How important is EQ IQ in HR – Reasons & Survey

The question, “What do you want your career to be tomorrow?” is something HR pros ask each other every day. Asking yourself that question can be deceptively challenging. There are, of course, a variety of different career options available—the majority of which will require a degree and a significant amount of relevant work experience.

But what if you don’t have a clue where your future career path should take you? HR professionals provide a range of services to their organization, but how much do they really care about what they do? Are they being compensated fairly? Do they have the resources they need to grow and succeed in their roles? Are their colleagues treating them with respect and equality?

EI is described as the perception, evaluation, and management of emotions in yourself and others. It is a concept that tries to connect both emotion and cognition and metacognitive processes.

Research shows that emotions, properly managed, can lead to trust, faith and commitment. Productivity, innovations, success as individuals, groups or organizations can take place in such a context where EI plays a crucial role

EQ score is one possible method for gauging one’s level of engagement within an organization. By taking the EQ IQ test in HR, you can learn more about yourself and see where you stand compared to your peers. But are there better ways to find out about your current opportunities and potential growth potential?

Here are some helpful tips on how to take the EQ IQ test in HR .
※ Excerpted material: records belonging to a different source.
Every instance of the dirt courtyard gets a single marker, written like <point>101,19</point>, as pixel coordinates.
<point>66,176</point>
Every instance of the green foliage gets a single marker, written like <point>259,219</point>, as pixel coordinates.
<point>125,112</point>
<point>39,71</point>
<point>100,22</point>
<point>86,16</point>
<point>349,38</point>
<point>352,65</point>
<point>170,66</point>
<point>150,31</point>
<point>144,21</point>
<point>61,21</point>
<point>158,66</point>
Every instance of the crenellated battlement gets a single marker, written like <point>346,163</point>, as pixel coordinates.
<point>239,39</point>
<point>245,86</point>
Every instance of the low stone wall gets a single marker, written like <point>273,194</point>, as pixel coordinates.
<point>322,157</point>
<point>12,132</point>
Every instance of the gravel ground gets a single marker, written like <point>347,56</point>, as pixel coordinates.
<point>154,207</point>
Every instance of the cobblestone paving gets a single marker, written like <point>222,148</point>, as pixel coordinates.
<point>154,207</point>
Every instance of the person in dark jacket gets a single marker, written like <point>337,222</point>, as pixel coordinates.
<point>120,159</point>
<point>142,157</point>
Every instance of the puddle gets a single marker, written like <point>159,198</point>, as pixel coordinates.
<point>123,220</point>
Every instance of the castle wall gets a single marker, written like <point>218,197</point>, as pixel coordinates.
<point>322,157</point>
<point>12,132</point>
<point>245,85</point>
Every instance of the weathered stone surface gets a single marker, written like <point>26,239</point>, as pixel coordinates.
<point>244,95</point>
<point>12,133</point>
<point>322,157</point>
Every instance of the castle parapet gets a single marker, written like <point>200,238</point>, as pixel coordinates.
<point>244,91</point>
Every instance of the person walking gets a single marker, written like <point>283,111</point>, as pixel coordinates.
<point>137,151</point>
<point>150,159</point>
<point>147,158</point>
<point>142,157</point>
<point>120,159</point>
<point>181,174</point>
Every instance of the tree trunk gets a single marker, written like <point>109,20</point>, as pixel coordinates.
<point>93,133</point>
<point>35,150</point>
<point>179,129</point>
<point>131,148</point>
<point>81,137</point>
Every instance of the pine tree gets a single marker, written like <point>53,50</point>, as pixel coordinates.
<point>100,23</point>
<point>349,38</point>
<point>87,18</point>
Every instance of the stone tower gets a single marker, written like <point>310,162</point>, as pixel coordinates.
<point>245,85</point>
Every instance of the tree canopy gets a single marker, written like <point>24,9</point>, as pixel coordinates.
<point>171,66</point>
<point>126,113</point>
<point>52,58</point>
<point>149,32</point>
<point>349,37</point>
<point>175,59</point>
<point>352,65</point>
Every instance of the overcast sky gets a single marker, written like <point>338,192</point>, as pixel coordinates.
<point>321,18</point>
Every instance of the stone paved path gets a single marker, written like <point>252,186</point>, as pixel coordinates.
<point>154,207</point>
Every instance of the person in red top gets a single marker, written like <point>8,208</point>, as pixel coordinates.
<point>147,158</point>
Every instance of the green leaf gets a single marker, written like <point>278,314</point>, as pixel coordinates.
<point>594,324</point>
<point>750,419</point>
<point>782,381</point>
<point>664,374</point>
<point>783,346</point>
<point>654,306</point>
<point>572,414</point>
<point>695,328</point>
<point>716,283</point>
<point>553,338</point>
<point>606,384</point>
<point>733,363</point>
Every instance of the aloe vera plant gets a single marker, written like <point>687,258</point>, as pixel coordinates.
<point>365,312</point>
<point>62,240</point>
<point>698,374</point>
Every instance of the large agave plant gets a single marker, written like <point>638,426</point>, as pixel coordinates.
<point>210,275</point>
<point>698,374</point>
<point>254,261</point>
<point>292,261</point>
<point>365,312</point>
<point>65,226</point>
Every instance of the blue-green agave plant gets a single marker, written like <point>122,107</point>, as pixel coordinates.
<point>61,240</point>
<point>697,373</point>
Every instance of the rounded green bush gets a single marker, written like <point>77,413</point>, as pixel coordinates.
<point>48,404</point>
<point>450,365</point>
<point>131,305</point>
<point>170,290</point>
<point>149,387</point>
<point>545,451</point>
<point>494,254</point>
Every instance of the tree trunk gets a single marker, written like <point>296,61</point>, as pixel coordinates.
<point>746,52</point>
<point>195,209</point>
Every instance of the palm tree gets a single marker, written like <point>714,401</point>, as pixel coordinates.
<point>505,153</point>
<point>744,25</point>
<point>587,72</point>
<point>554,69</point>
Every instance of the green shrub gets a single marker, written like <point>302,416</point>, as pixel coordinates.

What is the EQ IQ test in HR?

The Eaton’s Quality Index (EQ IQ) is a common tool used by businesses to measure levels of engagement and well-being within their organization. The EQ test is based on the concept of “emotional quotient,” which is the equivalent of the “EQ” score in the job market.

The concept of the EQ IQ test is simple. You take the test and indicate how much interest, engagement, and enthusiasm you have for various career paths and/or specific departments. The scores are meant to provide an overall picture of how engaged and happy you are in your current role.

Take the Test

The EQ IQ test is essentially a personality test disguised as a job assessment. The test measures your “emotional quotient,” which is the balance between your conscious and subconscious minds.

Because your “EQ” is the sum of both your conscious and unconscious attitudes, behaviors, and thoughts, a high EQ score can indicate a strong desire to do the work and be with a team that provides meaningful work.

The test also has eight different sections, so there’s plenty of room for you to provide detailed feedback. Because there are so many possible reactions to a range of situations, the test measures your emotional intelligence in a highly individualistic way.

What does an EQ score in HR mean?

The EQ score is a helpful but not conclusive indicator of where you might excel in your career. It only tells you that you have the potential to reach a higher level of performance. But it doesn’t tell you where to focus your efforts.

 If your highest score is on the top end of the spectrum and you are interested in managing a team, for example, then it stands to reason that you would do well in that capacity.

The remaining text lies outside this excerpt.